Autor: Kiersten White Wydawnictwo: Amber Premiera: 2011 Ilość stron:320 Moja ocena: 4/6 |
Co to jest paranormalność?
Evie się nad tym nie zastanawia, choć pracuje dla Międzynarodowej Agencji Nadzoru nad Istotami Paranormalnymi. I uważa siebie za zupełnie normalną, chociaż żyje wśród paranormali, których kontroluje i wśród których czuje się znakomicie (choć elfy bywają niebezpieczne, wampiry wkurzające, a gremliny tępe).
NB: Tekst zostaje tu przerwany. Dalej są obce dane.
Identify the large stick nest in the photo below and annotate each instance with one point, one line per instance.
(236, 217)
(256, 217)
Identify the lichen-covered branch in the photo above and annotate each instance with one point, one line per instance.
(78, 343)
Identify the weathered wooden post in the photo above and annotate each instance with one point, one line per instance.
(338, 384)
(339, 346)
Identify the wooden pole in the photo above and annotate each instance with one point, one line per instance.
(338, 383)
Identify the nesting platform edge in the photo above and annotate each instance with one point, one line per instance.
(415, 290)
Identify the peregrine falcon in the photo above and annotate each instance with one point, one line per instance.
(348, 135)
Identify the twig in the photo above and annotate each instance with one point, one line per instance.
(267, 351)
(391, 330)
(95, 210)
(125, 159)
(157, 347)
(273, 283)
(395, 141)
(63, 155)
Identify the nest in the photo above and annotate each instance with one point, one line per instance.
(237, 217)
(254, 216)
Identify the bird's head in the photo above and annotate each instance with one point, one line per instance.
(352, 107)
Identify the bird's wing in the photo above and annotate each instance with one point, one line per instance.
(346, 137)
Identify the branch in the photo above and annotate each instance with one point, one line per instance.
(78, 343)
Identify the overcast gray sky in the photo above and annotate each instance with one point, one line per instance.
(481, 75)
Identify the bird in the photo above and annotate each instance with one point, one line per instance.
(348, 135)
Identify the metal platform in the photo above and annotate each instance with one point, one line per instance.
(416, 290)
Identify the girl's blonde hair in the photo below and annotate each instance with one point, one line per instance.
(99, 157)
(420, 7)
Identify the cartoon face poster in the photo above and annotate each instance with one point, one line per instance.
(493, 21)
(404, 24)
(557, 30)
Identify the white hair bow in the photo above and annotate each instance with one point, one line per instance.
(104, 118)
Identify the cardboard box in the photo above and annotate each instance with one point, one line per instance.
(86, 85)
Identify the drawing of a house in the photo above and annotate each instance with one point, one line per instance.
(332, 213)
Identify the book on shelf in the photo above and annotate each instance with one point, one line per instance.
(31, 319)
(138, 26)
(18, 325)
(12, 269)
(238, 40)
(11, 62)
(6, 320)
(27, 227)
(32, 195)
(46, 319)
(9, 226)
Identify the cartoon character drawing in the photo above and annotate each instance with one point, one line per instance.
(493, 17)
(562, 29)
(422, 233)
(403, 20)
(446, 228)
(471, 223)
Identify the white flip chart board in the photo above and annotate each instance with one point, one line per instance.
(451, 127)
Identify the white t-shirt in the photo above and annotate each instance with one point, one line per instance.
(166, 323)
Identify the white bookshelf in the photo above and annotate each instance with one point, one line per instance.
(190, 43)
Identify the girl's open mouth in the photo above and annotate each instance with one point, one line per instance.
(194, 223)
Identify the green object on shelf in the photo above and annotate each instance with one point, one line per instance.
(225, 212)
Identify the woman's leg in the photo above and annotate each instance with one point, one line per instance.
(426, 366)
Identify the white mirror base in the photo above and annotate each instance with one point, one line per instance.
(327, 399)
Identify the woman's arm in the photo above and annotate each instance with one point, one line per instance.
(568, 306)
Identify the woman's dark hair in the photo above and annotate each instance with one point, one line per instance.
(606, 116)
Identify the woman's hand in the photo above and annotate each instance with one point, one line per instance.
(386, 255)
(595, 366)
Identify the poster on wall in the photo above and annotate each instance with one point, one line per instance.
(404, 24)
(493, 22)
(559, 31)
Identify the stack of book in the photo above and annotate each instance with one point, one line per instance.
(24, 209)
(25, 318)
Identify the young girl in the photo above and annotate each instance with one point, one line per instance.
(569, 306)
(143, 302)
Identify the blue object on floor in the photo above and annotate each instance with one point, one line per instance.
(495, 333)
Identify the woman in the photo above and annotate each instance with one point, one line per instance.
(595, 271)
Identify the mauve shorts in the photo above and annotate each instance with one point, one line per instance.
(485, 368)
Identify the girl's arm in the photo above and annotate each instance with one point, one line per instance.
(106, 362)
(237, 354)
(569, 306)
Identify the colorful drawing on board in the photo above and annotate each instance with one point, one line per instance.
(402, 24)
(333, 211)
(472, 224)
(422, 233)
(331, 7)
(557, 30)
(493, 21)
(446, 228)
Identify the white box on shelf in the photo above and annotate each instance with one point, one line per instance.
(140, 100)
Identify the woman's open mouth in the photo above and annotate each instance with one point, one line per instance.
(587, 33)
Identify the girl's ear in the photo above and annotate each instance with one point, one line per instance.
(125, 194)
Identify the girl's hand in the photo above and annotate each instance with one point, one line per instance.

Nagle w zupełnie normalnym świecie Evie pojawia się zupełnie niesamowity chłopak – i wywraca go do góry nogami. Wszystko, w co Evie wierzyła, może okazać się kłamstwem. A niebezpieczeństwo, jakie zawiśnie nad paranormalami, może zagrozić jej samej – i jej uczuciu do tajemniczego Lenda…
No to tyle jeśli chodzi o normalność…źródło
Wyobraź sobie, że masz dar widzenia prawdziwego oblicza istot paranormalnych, pracujesz w agencji, która uwalnia świat od tych niebezpiecznych stworzeń, wierzysz w swoje człowieczeństwo...aż tu nagle dowiadujesz się, że nie należysz do gatunku ludzkiego, a twoja kategoria istnienia jest nieznana. Więc kim jesteś? Taki los spotkał bohaterkę powieści "Paranormalność" Evie, która jest młodą i zagubioną dziewczyną, próbującą odnaleźć swoje miejsce na ziemi.
O książce "Paranormalność" niestety nie czytałam zbyt wiele, skusił mnie opis wydawcy, więc ją kupiłam. Czego spodziewałam się po opisanej historii - ciekawej opowieści, chwili relaksu... i w sumie mogę powiedzieć, że się nie rozczarowałam.
Książka nie ma długiego wprowadzenia, autorka bardzo szybko wkracza do akcji. Początkowo faktycznie treść nie jest zbyt wciągające, ale z czasem, gdy poznajemy bardziej bohaterów oraz wydarzenia, zaczyna zaciekawiać. Pisarka bawi się z czytelnikiem, gdyż do końca nie zdradza kim jest Evie, aczkolwiek ujawnia fakty, które budzą ciekawość i zmuszają do dalszego czytania. Takie posunięcie jest być może i dobre, ale taka niewiedza - drażni.
Akcja powieści jest dość szybka, ale ma na tyle odpowiednie tempo, że tworzy się klimat pełen magii, niebezpieczeństw i romantyzmu. Bohaterowie są urozmaiceni - mamy wszystkie istoty mistyczne, a nawet takie, o których nie słyszałam. Autorka bardzo ciekawie je przedstawiła. Oczywiście najbardziej wykreowała Evie i Lenda, to właśnie ich losy najdokładniej poznajemy.
Język i styl autorki nie jest męczący, wręcz przyjemny w odbiorze. Opisy nie przytłaczają, ale dają obraz taki jaki chce przekazać pisarka, nasuwa swoje pomysły i częściowo odchodzi od rutyny. Pisarka zastosowała narracje w pierwszej osobie, skupiła się na przemyśleniach Evie, na jej lękach, ale momentami poznanie dylematów bohaterki było wręcz męczące. Chwilami miałam ochotę powiedzieć - Dziewczyno zejdź na ziemie.
Nie zaprzeczę, że książka ma swoje wady - chwilami jest płytka, a chwilami naiwna, jednak jest dobra w czytaniu. Potrafi wciągnąć do swojego świata i na chwilę oderwać myśli od spraw codziennych.Żałuje, że autorce nie udało się wzbudzić mocniejszych emocji. Pod tym względem jest skromna, niestety tylko nielicznym udaje się stworzyć powieść emocjonalną.